We weten wie hij is en wat we aan hem hebben. En omdat we weten wie hij is vertrouwen we hem ook. We geven ons helemaal aan hem. We vertrouwen onszelf en de wereld helemaal aan hem toe.
Want ons leven is in zijn handen veilig. Hij vergeeft mij al mijn zonden. Hij zal komen om alle dingen recht te zetten en geeft mij uitzicht op opstanding en eeuwig leven. Kennen en vertrouwen, dat zijn de woorden waar je het geloof mee zou kunnen omschrijven.
We kennen hem, hij is geen vreemde meer voor ons, en omdat we weten wie hij is kunnen we niet anders dan hem vertrouwen.
Afsluiting En daar zou ik dan ook mee willen afsluiten. We richten ons in het geloof op iets buiten onszelf. In het geloof gaat het niet om het geloven maar om de God waar we in geloven. Het geloof wordt aan het begin van de geloofsbelijdenis wel genoemd.
Maar in het vervolg van de geloofsbelijdenis gaat het niet over ons maar over God. Er zijn mensen die dat onpersoonlijk vinden. Ze vinden de geloofsbelijdenis te abstract omdat het meer over God gaat dan over dat wat mensen beleven.
De opkomst van het persoonlijk geloofsgetuigenis zou daar wel eens mee te maken kunnen hebben. Daar zijn we vaak meer van onder de indruk dan van de bekende woorden van de geloofsbelijdenis.
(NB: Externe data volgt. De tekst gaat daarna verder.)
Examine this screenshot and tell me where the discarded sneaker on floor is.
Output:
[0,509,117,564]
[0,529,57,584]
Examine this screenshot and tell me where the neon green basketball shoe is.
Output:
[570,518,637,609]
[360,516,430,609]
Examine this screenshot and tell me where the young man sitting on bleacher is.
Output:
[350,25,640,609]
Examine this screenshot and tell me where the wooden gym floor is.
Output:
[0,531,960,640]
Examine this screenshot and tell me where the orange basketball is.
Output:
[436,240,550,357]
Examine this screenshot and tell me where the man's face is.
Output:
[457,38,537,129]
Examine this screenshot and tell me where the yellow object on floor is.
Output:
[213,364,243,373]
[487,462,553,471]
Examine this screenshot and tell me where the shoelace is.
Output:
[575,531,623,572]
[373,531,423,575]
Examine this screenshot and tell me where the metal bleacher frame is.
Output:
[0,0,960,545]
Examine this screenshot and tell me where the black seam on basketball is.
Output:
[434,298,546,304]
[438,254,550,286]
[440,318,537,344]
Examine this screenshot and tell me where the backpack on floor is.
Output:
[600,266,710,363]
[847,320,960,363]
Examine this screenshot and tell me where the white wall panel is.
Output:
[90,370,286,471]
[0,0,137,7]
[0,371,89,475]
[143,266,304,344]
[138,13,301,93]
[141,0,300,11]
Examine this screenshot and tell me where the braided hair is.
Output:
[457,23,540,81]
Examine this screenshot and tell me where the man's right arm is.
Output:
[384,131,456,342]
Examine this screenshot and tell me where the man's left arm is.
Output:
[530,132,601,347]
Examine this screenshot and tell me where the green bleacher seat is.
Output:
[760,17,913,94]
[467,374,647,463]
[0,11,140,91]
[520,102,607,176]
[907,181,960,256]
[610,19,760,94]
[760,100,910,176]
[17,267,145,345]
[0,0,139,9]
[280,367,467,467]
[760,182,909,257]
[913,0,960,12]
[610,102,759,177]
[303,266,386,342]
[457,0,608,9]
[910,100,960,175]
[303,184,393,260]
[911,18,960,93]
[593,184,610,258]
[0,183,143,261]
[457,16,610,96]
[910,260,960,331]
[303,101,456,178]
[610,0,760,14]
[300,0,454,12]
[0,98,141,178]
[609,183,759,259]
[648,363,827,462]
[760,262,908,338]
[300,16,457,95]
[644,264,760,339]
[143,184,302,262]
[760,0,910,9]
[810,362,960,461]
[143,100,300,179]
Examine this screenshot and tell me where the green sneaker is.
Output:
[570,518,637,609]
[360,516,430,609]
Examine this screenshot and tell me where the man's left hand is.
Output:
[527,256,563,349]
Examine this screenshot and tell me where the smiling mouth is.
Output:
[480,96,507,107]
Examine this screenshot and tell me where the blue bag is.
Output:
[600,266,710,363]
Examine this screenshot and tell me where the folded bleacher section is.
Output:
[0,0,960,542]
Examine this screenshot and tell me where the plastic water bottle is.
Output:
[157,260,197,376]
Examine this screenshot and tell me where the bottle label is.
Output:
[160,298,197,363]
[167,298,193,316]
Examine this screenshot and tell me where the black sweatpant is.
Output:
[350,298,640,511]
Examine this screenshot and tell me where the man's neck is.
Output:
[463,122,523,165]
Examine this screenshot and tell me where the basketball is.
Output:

Maar het gevaar van dat persoonlijke is dit dat het meer gaat over het geloof van de gelovige, dan dat het gaat over het degene op wie de gelovige vertrouwt. Dat is trouwens niet alleen iets van de laatste tijd.
In de gereformeerde traditie is daar altijd een hang naar geweest. De persoonlijke toeeigening van het heil was zo belangrijk. Mensen gingen naar binnen kijken in plaats van naar buiten. Altijd maar weer de vraag of ik wel echt geloof.
Je zou dat kunnen omschrijven als navelstaren. Tegenover dat in zichzelf gekeerde staan hier de twaalf artikelen. Ze verzanden niet in de vraag naar geloof maar vatten kort en bondig samen wie God voor ons is.
Want belangrijker dan mijn geloof is degene in wie ik geloof. Belangrijk dan mijn liefde is degene van wie ik houd. Belangrijker dan mijn vertrouwen is degene die het vertrouwen in mij wakker roept.
Uiteindelijk ligt het accent in de geloofsbelijdenis niet op het gelovige ik. Het accent ligt op wie God is. We doen geen belijdenis van het feit dat we geloven maar van het feit dat er een God is die we hebben leren kennen als Vader, Zoon en Geest.